Повесть о военном детстве - Георгий Рудольфович Граубин
Шрифт:
Интервал:
Не обращая на нее внимания, Федька пригнул Кунюшу до самой земли и яростно зашептал:
– Жри, жри, не стесняйся: колхозное же, не свое!
– Ну чего вы, я же для всех старался, – хныкал Кунюша. Но Костыль стукнул его по шее и заорал:
– Жри, кому говорят!
Но тут подскочила Надя, рывком подняла Кунюшу, залепила пощечину Федьке и больно завернула руку Вовке Рогузину. Ее раскосые глаза горели синим огнем, развязавшаяся коса разметалась по воротнику пальто. На Надиных щеках яблоками пылали красные пятна.

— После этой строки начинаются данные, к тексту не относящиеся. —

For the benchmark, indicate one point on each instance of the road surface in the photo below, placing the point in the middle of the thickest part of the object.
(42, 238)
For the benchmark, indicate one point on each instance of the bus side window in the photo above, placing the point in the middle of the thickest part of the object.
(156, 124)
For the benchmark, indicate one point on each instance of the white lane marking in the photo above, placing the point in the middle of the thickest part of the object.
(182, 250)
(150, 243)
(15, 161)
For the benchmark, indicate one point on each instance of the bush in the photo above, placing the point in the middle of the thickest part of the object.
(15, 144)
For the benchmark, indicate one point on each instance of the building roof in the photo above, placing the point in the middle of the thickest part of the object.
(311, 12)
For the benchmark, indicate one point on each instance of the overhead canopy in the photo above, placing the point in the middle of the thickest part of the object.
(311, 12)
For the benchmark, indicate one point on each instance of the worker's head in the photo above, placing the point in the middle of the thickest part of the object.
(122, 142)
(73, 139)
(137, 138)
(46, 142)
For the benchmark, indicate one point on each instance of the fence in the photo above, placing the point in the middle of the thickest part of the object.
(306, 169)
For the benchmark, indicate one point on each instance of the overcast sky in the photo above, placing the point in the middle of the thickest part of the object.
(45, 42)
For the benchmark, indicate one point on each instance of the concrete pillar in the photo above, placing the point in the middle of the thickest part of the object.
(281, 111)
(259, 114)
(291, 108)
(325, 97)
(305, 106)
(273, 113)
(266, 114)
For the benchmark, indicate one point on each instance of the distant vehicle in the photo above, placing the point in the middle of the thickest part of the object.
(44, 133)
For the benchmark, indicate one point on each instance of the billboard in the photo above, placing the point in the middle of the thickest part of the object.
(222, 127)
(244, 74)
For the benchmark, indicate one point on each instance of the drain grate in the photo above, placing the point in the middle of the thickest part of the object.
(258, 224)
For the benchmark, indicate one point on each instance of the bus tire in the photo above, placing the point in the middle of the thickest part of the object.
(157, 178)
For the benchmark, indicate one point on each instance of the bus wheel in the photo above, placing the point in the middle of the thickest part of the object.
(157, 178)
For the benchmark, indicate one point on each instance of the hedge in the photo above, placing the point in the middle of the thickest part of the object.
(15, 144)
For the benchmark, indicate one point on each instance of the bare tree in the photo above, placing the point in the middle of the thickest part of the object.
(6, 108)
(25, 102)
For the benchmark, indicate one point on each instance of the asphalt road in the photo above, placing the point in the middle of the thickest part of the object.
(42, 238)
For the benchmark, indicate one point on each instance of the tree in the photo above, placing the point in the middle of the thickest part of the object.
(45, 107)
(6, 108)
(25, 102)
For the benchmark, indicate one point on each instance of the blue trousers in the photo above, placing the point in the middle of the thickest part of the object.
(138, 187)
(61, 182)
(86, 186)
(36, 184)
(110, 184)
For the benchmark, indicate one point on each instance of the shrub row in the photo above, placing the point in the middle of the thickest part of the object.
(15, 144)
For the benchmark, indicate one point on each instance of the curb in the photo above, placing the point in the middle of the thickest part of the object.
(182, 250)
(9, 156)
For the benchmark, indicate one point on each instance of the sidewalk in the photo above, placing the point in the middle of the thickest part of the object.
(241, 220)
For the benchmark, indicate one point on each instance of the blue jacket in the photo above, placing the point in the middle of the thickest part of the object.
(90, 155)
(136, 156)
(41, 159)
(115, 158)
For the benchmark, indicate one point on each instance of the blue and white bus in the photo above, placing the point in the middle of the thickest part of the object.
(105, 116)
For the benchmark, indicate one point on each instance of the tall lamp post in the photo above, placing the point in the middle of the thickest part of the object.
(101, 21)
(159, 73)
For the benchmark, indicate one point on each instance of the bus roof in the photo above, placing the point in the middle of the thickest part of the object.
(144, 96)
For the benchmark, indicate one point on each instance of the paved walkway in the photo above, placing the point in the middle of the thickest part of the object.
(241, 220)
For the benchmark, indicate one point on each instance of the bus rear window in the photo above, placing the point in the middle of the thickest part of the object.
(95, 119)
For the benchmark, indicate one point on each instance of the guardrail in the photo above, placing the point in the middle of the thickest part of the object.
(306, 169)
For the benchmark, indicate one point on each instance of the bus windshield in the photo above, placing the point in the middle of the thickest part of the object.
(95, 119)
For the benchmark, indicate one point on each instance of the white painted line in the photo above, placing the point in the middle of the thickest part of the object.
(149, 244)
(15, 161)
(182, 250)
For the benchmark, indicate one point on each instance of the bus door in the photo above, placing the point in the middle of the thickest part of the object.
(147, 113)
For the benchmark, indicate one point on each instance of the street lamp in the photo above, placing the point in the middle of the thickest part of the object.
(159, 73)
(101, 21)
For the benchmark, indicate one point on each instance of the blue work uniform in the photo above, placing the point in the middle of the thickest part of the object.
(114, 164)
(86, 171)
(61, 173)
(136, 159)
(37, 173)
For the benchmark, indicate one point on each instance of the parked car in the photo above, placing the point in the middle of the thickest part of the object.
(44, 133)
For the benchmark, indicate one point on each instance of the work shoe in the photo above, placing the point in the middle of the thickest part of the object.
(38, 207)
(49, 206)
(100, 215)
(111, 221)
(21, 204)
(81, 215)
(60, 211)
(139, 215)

– Урки вы, а не мальчишки, – гневно задыхаясь, выпалила она. Федька остолбенело смотрел на нее, а Вовка-Костыль растерянно хлопал ресницами. – Коля, – успокаиваясь, сказала Надя, – собери это зерно и отнеси в колхоз. А вы не смейте изгиляться над человеком!
Кунюша заелозил по земле, собирая пшеницу, а Надя повернулась и быстро зашагала вперед.
– Мальчики, ну чего вы там мешкаете? – окликнула издалека Глафира. – Догоняйте живее.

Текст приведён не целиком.